Abigail se apoyó contra la columna de granito. El aire frío de la mañana le quemaba los pulmones. No era la escena de infidelidad clásica que había imaginado en el trayecto; no había una amante de tacones rojos ni una huida precipitada. Era algo más profundo: una vida paralela, un refugio de paz que Julián había construido lejos del "nosotros".

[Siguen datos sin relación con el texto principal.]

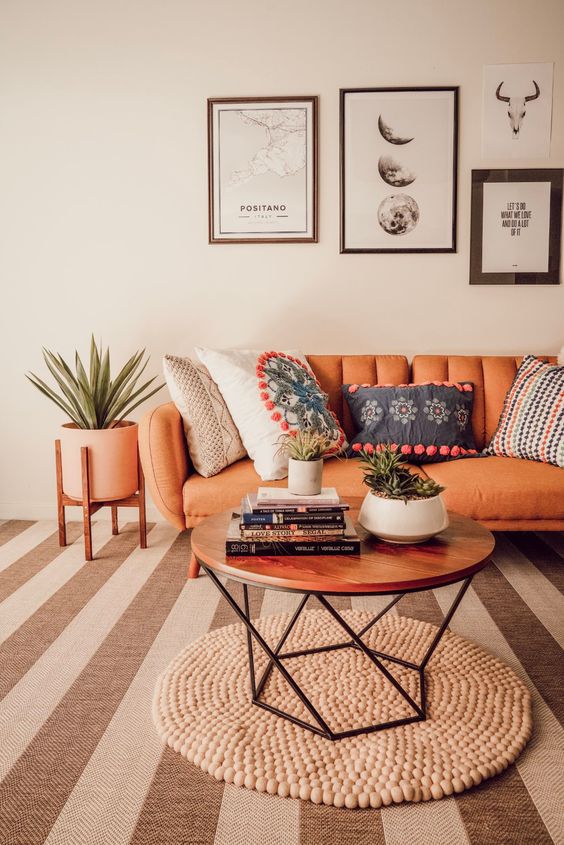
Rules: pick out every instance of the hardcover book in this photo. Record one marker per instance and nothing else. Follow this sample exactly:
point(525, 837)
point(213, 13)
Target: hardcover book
point(267, 496)
point(251, 506)
point(238, 546)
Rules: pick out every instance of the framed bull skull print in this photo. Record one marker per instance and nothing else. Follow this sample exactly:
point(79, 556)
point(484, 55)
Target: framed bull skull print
point(399, 169)
point(516, 224)
point(517, 111)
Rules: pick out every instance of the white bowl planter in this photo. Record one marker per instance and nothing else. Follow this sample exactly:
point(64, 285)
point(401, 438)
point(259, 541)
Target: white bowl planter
point(403, 522)
point(304, 477)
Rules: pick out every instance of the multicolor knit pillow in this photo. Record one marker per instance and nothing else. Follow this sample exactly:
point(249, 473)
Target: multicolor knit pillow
point(531, 424)
point(427, 422)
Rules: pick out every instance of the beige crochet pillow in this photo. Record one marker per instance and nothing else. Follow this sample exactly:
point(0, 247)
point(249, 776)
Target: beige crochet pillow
point(213, 439)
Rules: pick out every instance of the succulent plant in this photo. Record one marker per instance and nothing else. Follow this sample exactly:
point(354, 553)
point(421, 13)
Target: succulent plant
point(306, 444)
point(387, 475)
point(95, 400)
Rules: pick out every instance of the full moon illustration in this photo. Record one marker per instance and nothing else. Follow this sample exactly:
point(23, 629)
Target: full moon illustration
point(388, 133)
point(394, 173)
point(398, 214)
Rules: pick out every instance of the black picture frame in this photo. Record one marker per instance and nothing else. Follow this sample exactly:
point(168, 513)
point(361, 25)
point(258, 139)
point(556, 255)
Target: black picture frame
point(537, 175)
point(267, 233)
point(402, 247)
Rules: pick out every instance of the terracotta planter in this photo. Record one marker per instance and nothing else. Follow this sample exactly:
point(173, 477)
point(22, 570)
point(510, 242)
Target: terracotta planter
point(304, 477)
point(403, 522)
point(112, 454)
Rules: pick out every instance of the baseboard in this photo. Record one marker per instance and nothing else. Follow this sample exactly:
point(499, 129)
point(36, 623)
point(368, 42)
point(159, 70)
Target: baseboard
point(38, 510)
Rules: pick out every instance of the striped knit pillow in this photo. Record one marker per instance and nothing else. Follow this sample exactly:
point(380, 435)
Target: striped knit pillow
point(531, 424)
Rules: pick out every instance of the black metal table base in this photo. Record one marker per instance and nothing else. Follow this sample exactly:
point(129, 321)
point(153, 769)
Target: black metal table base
point(276, 658)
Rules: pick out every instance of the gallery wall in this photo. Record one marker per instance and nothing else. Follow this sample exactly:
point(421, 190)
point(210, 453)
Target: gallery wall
point(104, 190)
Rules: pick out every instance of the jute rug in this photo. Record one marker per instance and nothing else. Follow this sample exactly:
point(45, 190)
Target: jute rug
point(479, 714)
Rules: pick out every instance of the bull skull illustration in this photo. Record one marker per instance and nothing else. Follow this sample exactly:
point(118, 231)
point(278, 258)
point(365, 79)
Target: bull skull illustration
point(517, 109)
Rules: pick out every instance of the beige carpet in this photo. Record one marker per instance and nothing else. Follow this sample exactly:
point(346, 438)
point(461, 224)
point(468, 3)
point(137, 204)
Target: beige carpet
point(81, 647)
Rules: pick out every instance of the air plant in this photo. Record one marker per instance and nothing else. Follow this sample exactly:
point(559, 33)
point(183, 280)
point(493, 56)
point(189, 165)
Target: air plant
point(306, 444)
point(386, 475)
point(94, 400)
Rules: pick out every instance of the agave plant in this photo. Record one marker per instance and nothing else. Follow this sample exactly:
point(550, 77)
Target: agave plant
point(306, 444)
point(94, 400)
point(387, 475)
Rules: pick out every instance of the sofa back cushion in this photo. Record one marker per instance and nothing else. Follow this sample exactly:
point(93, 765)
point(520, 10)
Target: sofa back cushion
point(491, 376)
point(333, 371)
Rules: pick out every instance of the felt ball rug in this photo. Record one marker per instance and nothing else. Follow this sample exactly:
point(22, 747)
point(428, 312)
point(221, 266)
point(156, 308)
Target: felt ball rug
point(478, 713)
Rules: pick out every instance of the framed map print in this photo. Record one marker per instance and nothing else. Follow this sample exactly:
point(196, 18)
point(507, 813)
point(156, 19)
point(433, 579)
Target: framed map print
point(398, 169)
point(515, 229)
point(262, 160)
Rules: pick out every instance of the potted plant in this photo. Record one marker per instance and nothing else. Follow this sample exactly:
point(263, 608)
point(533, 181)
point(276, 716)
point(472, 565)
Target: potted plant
point(305, 449)
point(400, 507)
point(98, 406)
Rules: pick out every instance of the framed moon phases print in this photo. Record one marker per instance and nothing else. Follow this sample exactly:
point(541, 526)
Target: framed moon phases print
point(262, 170)
point(399, 149)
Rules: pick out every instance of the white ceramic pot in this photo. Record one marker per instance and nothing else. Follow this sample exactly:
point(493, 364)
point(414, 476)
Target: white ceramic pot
point(403, 522)
point(112, 461)
point(304, 477)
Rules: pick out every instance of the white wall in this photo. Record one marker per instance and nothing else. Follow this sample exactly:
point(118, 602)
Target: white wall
point(103, 192)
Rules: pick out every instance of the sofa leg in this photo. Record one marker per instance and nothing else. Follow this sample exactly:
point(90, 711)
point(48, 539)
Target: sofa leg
point(193, 568)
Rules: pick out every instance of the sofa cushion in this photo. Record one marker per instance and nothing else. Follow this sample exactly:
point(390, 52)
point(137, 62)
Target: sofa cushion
point(268, 394)
point(212, 437)
point(203, 496)
point(496, 488)
point(531, 424)
point(430, 422)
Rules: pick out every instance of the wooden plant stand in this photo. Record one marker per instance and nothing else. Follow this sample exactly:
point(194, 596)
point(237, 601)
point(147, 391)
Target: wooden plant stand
point(137, 500)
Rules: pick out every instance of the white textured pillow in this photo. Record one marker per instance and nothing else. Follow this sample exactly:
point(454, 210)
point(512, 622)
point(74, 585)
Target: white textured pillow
point(269, 393)
point(212, 436)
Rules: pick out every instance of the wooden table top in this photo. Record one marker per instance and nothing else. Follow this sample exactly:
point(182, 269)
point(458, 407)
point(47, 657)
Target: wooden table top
point(463, 549)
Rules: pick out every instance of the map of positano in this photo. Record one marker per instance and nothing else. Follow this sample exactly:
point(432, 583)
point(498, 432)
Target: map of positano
point(284, 150)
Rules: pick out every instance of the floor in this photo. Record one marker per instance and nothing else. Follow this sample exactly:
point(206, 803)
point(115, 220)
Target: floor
point(82, 643)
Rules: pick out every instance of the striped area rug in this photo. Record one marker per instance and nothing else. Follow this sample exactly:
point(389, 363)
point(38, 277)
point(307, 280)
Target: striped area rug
point(81, 645)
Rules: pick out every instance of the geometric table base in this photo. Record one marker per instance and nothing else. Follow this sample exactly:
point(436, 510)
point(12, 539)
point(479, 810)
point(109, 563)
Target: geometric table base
point(478, 713)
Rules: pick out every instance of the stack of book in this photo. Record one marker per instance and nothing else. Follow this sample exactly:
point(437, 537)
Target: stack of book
point(275, 522)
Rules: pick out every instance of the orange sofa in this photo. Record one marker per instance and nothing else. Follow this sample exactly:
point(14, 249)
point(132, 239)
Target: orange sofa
point(502, 493)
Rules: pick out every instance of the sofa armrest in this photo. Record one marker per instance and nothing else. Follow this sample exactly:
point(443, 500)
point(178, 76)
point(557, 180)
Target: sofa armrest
point(165, 462)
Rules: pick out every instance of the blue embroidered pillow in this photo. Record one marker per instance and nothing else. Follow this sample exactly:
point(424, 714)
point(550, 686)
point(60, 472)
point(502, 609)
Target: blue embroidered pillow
point(428, 422)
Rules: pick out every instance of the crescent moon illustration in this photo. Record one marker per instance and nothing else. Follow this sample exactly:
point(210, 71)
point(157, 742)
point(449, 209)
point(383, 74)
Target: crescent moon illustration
point(398, 214)
point(389, 135)
point(394, 173)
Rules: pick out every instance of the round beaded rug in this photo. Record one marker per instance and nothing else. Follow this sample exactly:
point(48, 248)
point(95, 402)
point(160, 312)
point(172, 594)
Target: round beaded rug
point(478, 713)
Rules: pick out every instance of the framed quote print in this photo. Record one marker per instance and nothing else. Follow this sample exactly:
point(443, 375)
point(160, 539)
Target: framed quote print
point(515, 229)
point(399, 169)
point(262, 160)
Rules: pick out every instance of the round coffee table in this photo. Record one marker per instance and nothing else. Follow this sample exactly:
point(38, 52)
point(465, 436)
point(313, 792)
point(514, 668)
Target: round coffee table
point(380, 569)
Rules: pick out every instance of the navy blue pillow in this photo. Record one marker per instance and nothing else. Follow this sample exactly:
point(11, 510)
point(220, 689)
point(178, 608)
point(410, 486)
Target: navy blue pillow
point(429, 422)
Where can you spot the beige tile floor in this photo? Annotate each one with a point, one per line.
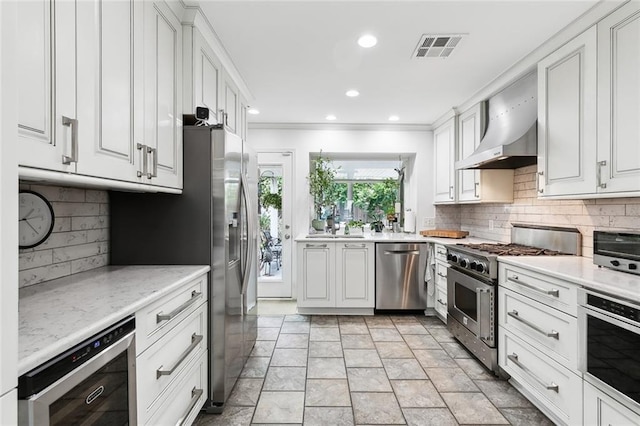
(390, 370)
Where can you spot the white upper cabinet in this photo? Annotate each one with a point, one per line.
(202, 75)
(163, 95)
(476, 186)
(109, 100)
(567, 118)
(619, 100)
(588, 109)
(46, 123)
(444, 138)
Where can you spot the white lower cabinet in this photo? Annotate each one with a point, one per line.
(336, 276)
(601, 410)
(171, 361)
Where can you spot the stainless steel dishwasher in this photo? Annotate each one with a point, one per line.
(400, 276)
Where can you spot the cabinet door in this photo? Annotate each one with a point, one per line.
(107, 93)
(230, 104)
(444, 145)
(470, 128)
(355, 275)
(315, 274)
(163, 96)
(567, 118)
(619, 100)
(43, 136)
(602, 410)
(207, 77)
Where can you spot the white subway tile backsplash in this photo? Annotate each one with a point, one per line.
(80, 238)
(585, 215)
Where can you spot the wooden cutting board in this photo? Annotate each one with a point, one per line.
(444, 233)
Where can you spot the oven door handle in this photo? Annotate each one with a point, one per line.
(515, 279)
(551, 386)
(514, 314)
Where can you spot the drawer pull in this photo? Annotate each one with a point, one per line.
(516, 280)
(166, 317)
(195, 341)
(195, 396)
(552, 333)
(514, 358)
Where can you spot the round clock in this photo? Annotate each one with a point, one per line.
(35, 219)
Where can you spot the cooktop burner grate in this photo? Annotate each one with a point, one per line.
(512, 249)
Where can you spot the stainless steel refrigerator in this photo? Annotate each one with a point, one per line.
(214, 222)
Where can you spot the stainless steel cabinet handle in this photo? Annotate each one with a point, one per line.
(166, 317)
(601, 164)
(73, 124)
(195, 396)
(514, 358)
(552, 333)
(195, 341)
(143, 149)
(552, 292)
(411, 252)
(154, 168)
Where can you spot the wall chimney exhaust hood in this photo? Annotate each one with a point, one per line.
(511, 139)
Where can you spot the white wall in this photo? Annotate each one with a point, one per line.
(301, 142)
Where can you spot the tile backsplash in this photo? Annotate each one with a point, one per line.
(80, 238)
(585, 215)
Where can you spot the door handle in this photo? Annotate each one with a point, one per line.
(73, 124)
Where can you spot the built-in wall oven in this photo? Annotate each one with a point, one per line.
(610, 344)
(91, 384)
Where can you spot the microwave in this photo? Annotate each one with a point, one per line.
(619, 250)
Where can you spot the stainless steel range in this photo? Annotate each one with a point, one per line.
(472, 282)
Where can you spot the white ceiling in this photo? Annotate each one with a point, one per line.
(299, 58)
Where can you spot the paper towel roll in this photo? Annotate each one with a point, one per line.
(409, 221)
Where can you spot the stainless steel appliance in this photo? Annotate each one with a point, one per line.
(610, 337)
(92, 383)
(400, 276)
(214, 222)
(472, 282)
(618, 250)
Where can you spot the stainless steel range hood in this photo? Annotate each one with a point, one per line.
(511, 138)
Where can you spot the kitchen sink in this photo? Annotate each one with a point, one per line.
(334, 236)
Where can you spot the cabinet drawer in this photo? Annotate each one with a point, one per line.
(165, 361)
(159, 317)
(441, 252)
(602, 410)
(185, 399)
(548, 329)
(441, 302)
(543, 288)
(557, 388)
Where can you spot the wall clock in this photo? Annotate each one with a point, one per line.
(35, 219)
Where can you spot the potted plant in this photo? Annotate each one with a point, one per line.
(321, 179)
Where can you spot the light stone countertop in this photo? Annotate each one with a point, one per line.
(581, 271)
(58, 314)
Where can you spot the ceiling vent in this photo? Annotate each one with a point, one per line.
(436, 45)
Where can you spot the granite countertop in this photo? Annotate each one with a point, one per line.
(58, 314)
(581, 271)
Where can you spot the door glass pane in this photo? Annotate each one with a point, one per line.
(270, 214)
(465, 301)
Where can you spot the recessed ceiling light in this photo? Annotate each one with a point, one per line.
(367, 41)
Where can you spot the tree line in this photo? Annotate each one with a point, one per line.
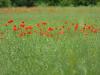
(29, 3)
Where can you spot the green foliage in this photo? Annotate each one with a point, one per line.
(29, 3)
(5, 3)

Sintió una náusea súbita. Se dio cuenta de que el collar de aniversario no era una simple falta de gusto o un descuido; era un soborno. Julián le había regalado una joya mediocre para que ella se distrajera con el brillo mientras él invertía su verdadera energía, su tiempo y su alegría en aquel edificio de departamentos que no figuraba en sus planes de vida.
—Cinco años —susurró ella para sí misma.
Sacó su teléfono y tomó una fotografía del Audi de Julián junto a la entrada del edificio. Sus manos temblaban, pero el encuadre fue perfecto.
El instinto de la joyera prevalecía incluso en el naufragio: documentar la imperfección, marcar el punto exacto donde el metal se había fatigado.
Subió de nuevo a su coche. No entró al edificio. No gritó. Abigail sabía que en la joyería, si golpeas una piedra con demasiada fuerza en el lugar equivocado, la destruyes para siempre. Y ella aún no sabía si quería pulir lo que quedaba de su matrimonio o simplemente dejar que se desmoronara.
Durante el camino de vuelta, el silencio del auto era ensordecedor. Recordó la llamada anónima. ¿Quién querría que ella supiera? ¿Un enemigo de Julián? ¿O quizá alguien dentro de aquel edificio que también se sentía traicionado?
Al llegar a casa, entró al taller. Se sentó frente a su mesa de trabajo, encendió la lámpara de aumento y tomó el collar de aniversario. Con unas pinzas de precisión, comenzó a desarmar el engaste. Una a una, dobló las garras de oro blanco hacia atrás, liberando el zafiro.
La piedra cayó sobre el fieltro negro, desnuda y hermosa, pero el soporte quedó deformado, inútil. Abigail comprendió que el hilo suelto que había empezado a tirar esa mañana iba a deshacer todo el tejido de su realidad.